How can it be that in a charismatic generation we’ve forgotten the Holy Spirit?
—Leonard Ravenhill
Love Ravenhill. No one cut to the chase better than he did. That’s the kind of thinking I pray gets exhibited on Cerulean Sanctum daily.
I wrote on the Holy Spirit last Thursday, but driving home from church today I got overwhelmed with a similar message, so I’d like to go into more detail.
Many people already know that I claim to be a charismatic, though I dislike the term immensely, and hate much of what the charismatic movement has transmogrified into in recent years. You can’t be around charismatics very long and not run into some—for want of a better phrase—serious wackos.
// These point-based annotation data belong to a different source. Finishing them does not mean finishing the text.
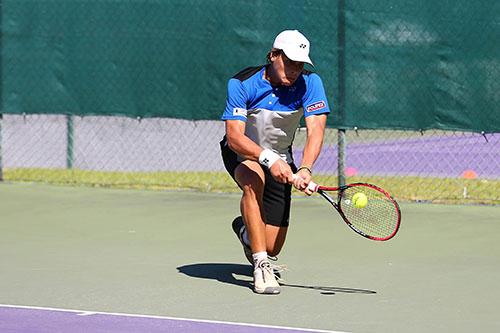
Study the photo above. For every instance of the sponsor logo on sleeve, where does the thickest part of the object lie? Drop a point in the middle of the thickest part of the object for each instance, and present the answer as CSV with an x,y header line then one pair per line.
x,y
239,112
315,106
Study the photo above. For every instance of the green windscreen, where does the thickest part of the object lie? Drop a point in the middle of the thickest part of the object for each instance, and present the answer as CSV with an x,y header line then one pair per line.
x,y
385,64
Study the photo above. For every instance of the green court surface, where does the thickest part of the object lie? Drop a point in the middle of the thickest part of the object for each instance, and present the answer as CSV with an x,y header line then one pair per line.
x,y
174,254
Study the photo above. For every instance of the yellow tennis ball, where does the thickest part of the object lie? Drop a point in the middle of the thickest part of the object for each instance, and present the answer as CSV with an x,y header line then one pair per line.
x,y
359,200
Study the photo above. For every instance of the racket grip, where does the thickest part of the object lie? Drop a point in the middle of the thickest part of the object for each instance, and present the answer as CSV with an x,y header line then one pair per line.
x,y
312,186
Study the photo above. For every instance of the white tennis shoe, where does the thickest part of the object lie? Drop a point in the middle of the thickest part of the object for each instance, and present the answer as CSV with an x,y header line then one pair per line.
x,y
264,279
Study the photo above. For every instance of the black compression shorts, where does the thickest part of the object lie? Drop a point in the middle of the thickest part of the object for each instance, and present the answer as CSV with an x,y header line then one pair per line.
x,y
277,196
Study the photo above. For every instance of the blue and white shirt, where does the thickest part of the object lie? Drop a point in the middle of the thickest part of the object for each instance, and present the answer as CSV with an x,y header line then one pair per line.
x,y
272,114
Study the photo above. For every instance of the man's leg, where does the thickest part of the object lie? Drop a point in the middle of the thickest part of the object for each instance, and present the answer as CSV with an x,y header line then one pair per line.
x,y
251,179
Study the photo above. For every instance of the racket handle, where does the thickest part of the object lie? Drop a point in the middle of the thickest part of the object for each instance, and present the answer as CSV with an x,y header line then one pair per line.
x,y
312,186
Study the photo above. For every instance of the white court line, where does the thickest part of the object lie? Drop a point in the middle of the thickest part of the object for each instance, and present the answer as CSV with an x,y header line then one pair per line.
x,y
89,313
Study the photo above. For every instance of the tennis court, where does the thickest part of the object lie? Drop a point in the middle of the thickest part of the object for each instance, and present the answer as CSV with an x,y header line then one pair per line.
x,y
94,259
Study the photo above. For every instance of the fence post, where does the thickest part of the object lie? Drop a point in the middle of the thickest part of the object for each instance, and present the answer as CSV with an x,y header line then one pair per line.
x,y
69,142
341,89
1,164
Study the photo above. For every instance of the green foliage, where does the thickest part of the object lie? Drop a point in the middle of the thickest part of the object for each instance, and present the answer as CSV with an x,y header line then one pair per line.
x,y
415,189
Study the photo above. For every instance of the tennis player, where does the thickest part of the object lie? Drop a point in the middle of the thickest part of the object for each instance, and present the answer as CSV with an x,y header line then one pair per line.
x,y
263,110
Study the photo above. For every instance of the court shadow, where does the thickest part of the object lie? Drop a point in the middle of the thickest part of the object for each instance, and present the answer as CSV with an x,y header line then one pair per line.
x,y
226,273
220,272
331,290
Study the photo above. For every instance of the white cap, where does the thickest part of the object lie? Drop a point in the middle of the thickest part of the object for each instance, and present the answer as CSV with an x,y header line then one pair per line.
x,y
294,44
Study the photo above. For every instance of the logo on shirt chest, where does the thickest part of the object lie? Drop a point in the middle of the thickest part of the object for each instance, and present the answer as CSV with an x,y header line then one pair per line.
x,y
315,106
239,112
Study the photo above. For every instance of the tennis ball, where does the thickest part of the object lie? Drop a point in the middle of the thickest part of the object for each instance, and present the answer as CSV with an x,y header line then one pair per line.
x,y
359,200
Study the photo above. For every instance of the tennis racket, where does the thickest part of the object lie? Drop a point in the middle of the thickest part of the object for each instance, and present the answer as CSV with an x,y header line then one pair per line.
x,y
373,214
Loyal readers will know that I routinely hold the spiritual feet of the charismatic movement to the fire. I simply possess no tolerance for charismania, as I call it.
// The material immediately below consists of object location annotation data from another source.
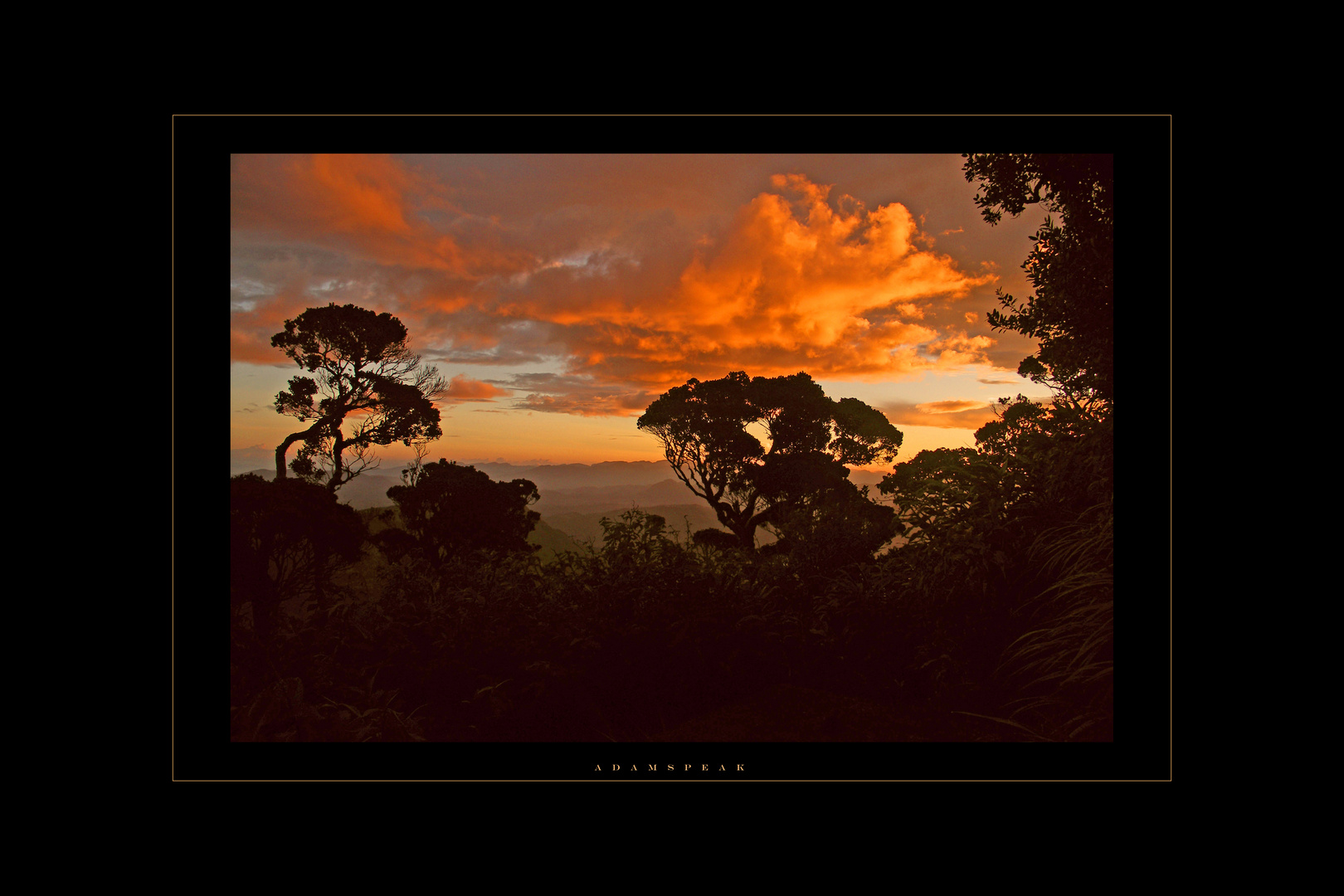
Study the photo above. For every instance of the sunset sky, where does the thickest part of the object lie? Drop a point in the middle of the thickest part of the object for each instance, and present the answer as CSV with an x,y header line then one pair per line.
x,y
562,295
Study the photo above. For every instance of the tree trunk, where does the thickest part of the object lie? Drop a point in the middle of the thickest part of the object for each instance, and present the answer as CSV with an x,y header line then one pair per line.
x,y
290,440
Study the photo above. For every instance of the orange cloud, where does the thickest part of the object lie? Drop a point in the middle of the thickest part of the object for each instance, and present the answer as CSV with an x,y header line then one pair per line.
x,y
968,414
461,388
631,303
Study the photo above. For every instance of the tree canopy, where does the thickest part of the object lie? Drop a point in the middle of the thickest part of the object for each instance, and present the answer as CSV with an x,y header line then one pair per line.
x,y
1071,265
449,509
364,370
285,538
704,434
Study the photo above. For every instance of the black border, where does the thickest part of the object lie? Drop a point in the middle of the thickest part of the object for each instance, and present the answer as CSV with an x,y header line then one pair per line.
x,y
201,751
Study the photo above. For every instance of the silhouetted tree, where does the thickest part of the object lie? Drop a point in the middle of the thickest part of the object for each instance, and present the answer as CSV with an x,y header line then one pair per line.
x,y
285,538
704,436
364,368
1071,265
450,509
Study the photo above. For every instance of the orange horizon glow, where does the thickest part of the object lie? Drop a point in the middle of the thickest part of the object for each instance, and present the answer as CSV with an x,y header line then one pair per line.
x,y
561,309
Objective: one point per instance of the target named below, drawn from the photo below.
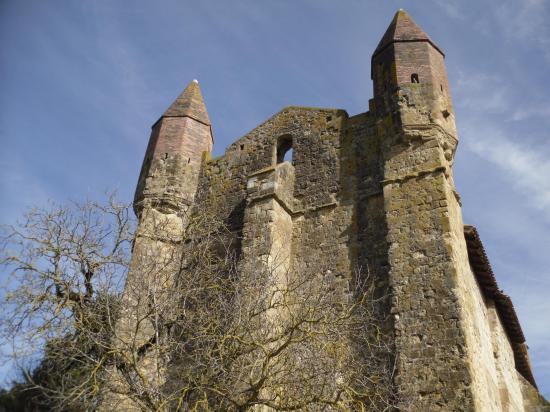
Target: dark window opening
(284, 149)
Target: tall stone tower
(166, 189)
(373, 191)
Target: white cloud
(527, 170)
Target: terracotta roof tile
(505, 309)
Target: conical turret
(169, 175)
(189, 104)
(403, 29)
(409, 76)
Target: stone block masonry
(373, 191)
On the other hand, this post addresses the other side of the issue.
A few questions:
1. Why is it that you can surf a hundred Christian blogs and not find a single mention of the Holy Spirit?
2. How is it possible that you can go to your average Christian bookstore and buy a dozen Christian books and find virtually no mention of the Holy Spirit?
3. Why is it that the institutional churches have either turned the Holy Spirit into a “fairy godmother” or gutted His power to do anything more than help us remember a few Bible verses?
4. In fact, how is it that some Christians routinely allow the Bible to replace the Holy Spirit in the Trinity?
5. How can it be that we can talk about eschatology, soteriology, epistemology, and a hundred other Christian -ologies, but someone casually asks to define pneumatology and entire swaths of mature Christians will scratch their heads?
How are any of these possible?
The inescapable truth is that every aspect of Church that we practice today existed before the Holy Spirit was given, yet we had no Church! The Church exists for one reason only, and that’s the Lord placed His Spirit inside us! Community existed, religious practice existed, love existed, service existed, even the Scriptures existed, but the Holy Spirit did not make his dwelling place in human beings.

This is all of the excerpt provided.